Construction : entre défi environnemental et enjeu social
Chaque nouvelle année, les problématiques de la précédente demeurent et d’autres s’ajoutent. À celle de la timidité prudente des maires, de la hausse des prix des matières premières, des difficultés liées à l’accession à la propriété, de la conjoncture économique globale et de la situation énergétique tendue, la question de l’exigence environnementale persiste, rendant l’équation de la construction en France vaporeuse. Au niveau national, l’industrie du bâtiment représente près de 45% de la consommation d’énergie finale et 27% des émissions de gaz à effet de serre. Une part importante qui astreint le secteur à des efforts de plus en plus délicats à assumer.
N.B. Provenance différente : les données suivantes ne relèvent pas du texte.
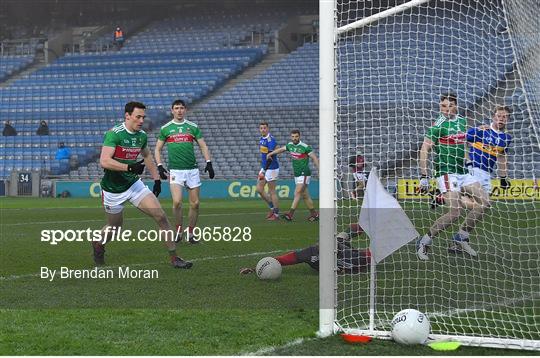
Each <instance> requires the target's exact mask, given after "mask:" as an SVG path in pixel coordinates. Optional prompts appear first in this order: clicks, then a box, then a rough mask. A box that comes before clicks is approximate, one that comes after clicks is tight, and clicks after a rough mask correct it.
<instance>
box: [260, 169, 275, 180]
mask: <svg viewBox="0 0 540 358" xmlns="http://www.w3.org/2000/svg"><path fill="white" fill-rule="evenodd" d="M262 171H263V169H261V170H260V171H259V174H260V173H261V172H262ZM278 177H279V168H277V169H268V170H267V171H266V173H264V179H265V180H266V181H276V180H277V179H278Z"/></svg>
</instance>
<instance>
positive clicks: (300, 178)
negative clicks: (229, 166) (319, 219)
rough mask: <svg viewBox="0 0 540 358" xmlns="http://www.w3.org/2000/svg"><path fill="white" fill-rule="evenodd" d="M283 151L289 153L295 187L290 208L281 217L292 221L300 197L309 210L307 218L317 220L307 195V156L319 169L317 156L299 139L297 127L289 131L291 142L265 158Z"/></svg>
mask: <svg viewBox="0 0 540 358" xmlns="http://www.w3.org/2000/svg"><path fill="white" fill-rule="evenodd" d="M283 152H289V153H290V154H291V159H292V165H293V172H294V182H295V183H296V188H295V190H294V199H293V202H292V205H291V209H290V210H289V212H288V213H286V214H284V215H282V218H284V219H285V220H288V221H292V219H293V216H294V211H295V210H296V208H297V207H298V204H299V203H300V198H303V199H304V202H305V203H306V206H307V207H308V209H309V212H310V215H309V217H308V220H309V221H317V220H319V213H318V212H317V210H315V207H314V205H313V200H311V196H310V195H309V190H308V188H307V186H308V185H309V182H310V180H311V170H310V168H309V158H311V159H312V160H313V163H314V164H315V166H316V167H317V169H319V159H318V158H317V156H316V155H315V153H313V150H312V149H311V147H310V146H309V145H307V144H306V143H304V142H302V141H301V140H300V131H299V130H298V129H293V130H292V131H291V142H289V143H287V145H286V146H284V147H281V148H278V149H276V150H274V151H272V152H270V153H268V155H267V156H266V158H267V159H268V158H272V157H273V156H274V155H277V154H280V153H283Z"/></svg>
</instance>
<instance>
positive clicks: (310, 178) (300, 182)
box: [294, 175, 311, 185]
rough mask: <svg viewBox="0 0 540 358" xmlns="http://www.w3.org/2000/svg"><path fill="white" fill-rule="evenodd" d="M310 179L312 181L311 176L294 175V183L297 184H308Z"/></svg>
mask: <svg viewBox="0 0 540 358" xmlns="http://www.w3.org/2000/svg"><path fill="white" fill-rule="evenodd" d="M310 181H311V177H310V176H304V175H302V176H300V177H294V183H295V184H306V185H308V184H309V182H310Z"/></svg>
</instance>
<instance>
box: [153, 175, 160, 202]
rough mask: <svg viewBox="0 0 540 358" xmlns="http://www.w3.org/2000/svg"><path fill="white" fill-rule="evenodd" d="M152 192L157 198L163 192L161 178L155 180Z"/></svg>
mask: <svg viewBox="0 0 540 358" xmlns="http://www.w3.org/2000/svg"><path fill="white" fill-rule="evenodd" d="M152 193H154V195H155V196H156V198H157V197H158V196H159V194H160V193H161V180H159V179H158V180H154V187H153V188H152Z"/></svg>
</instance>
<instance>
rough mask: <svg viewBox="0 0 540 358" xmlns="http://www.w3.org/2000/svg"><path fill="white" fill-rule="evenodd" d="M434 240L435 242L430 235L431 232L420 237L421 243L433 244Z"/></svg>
mask: <svg viewBox="0 0 540 358" xmlns="http://www.w3.org/2000/svg"><path fill="white" fill-rule="evenodd" d="M432 242H433V240H432V239H431V237H429V234H425V235H424V236H422V238H421V239H420V243H421V244H424V245H431V243H432Z"/></svg>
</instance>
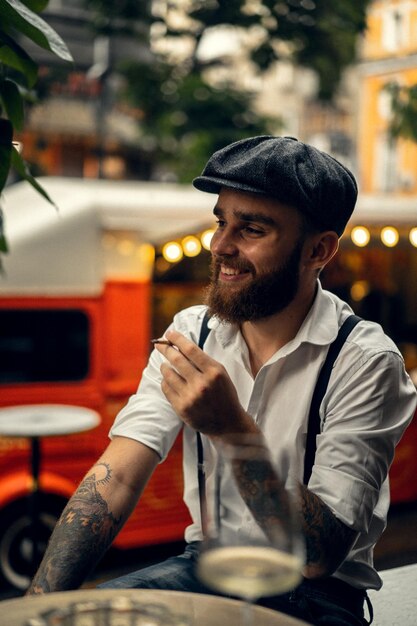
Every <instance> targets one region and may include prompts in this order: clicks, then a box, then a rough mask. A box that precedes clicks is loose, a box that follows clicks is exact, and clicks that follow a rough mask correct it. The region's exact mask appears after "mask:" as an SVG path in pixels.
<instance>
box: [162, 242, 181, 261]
mask: <svg viewBox="0 0 417 626" xmlns="http://www.w3.org/2000/svg"><path fill="white" fill-rule="evenodd" d="M183 254H184V253H183V251H182V248H181V246H180V244H179V243H178V242H177V241H168V243H166V244H165V245H164V247H163V248H162V256H163V257H164V259H165V260H166V261H168V263H177V262H178V261H180V260H181V259H182V257H183Z"/></svg>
Chaque nouvelle année, les problématiques de la précédente demeurent et d’autres s’ajoutent
Carbone appétit
Désormais que la "zéro artificialisation nette" l’exige, il ne faut plus construire n’importe où et maintenant que la RE2020 l’ordonne, il ne faut plus construire n’importe comment. N’empêche qu’il faut construire. Or les métiers du bâtiment participent de cet acte de construire qui produit, par nature, du carbone. Comment alors combiner l’impérieuse nécessité d’une certaine frugalité au besoin résidentiel pressant ? Pour l’heure, chaque problématique patauge dans son couloir de nage et la bonne volonté de la profession n’est récompensée que par des réglementations supplémentaires. Alain Taravella se veut optimiste. Dans un entretien pour Décideurs, le PDG d’Altarea a déclaré : "Lorsque vous examinez les normes et que vous vous promenez dans Paris, il apparaît que des millions de mètres carrés vont nécessiter une restructuration. C’est un vivier d’activité incroyable et un potentiel important pour les affaires."
Un plan plan-plan
Le gouvernement, à travers le ministère de la Transition écologique et celui de la Cohésion des territoires, s’est emparé de la problématique soumettant un plan décliné en quatre axes : faire de la rénovation énergétique des bâtiments une priorité nationale ; créer les conditions de la massification de la rénovation des logements et lutter en priorité contre la précarité énergétique ; accélérer la rénovation et les économies d’énergie des bâtiments tertiaires, en particulier du parc public ; accélérer la montée en compétence et les innovations de la filière de la rénovation des bâtiments. Des orientations nobles aux allures de vœux pieux, augmentées d’une série d’actions qui, pour l’heure, tiennent plutôt de l’incitation quand elles ne relèvent pas du pur fantasme.
Comment combiner l’impérieuse nécessité d’une certaine frugalité au besoin résidentiel pressant ?
Industrie sélective
Les acteurs du bâtiment, de la construction comme de la promotion sont au rendez-vous de ces nouveaux défis, pour peu que ceux-ci restent réalisables et cohérents. À ce sujet, Caroline Delgado-Rodoz, directrice générale de REI Habitat et vice-présidente de la Fédération de promoteurs immobiliers (FPI), dans une note relative à la construction neuve, témoigne : "Compte tenu des améliorations en cours du point de vue de la diminution importante de l’empreinte carbone de la construction neuve, il faut faire attention à ne pas opposer la recherche de diminution des consommations énergétiques à l’émission de carbone et donc du coup, il est impératif d’encourager la construction neuve et de ne pas l’opposer à l’ancien." Une détermination affichée et l’imploration d’une concertation collégiale, mais l’individualisme étatique prime et la réglementation devance, généralement, son applicabilité.
Il n’en reste pas moins que les émissions de gaz à effet de serre liées à la construction de logements neufs, aussi faibles soient-elles, ne neutralisent pas celles des logements existants, elles s’y annexent. Alors avant de penser le bâtiment de demain, il semble indispensable de panser le bâtiment d’aujourd’hui.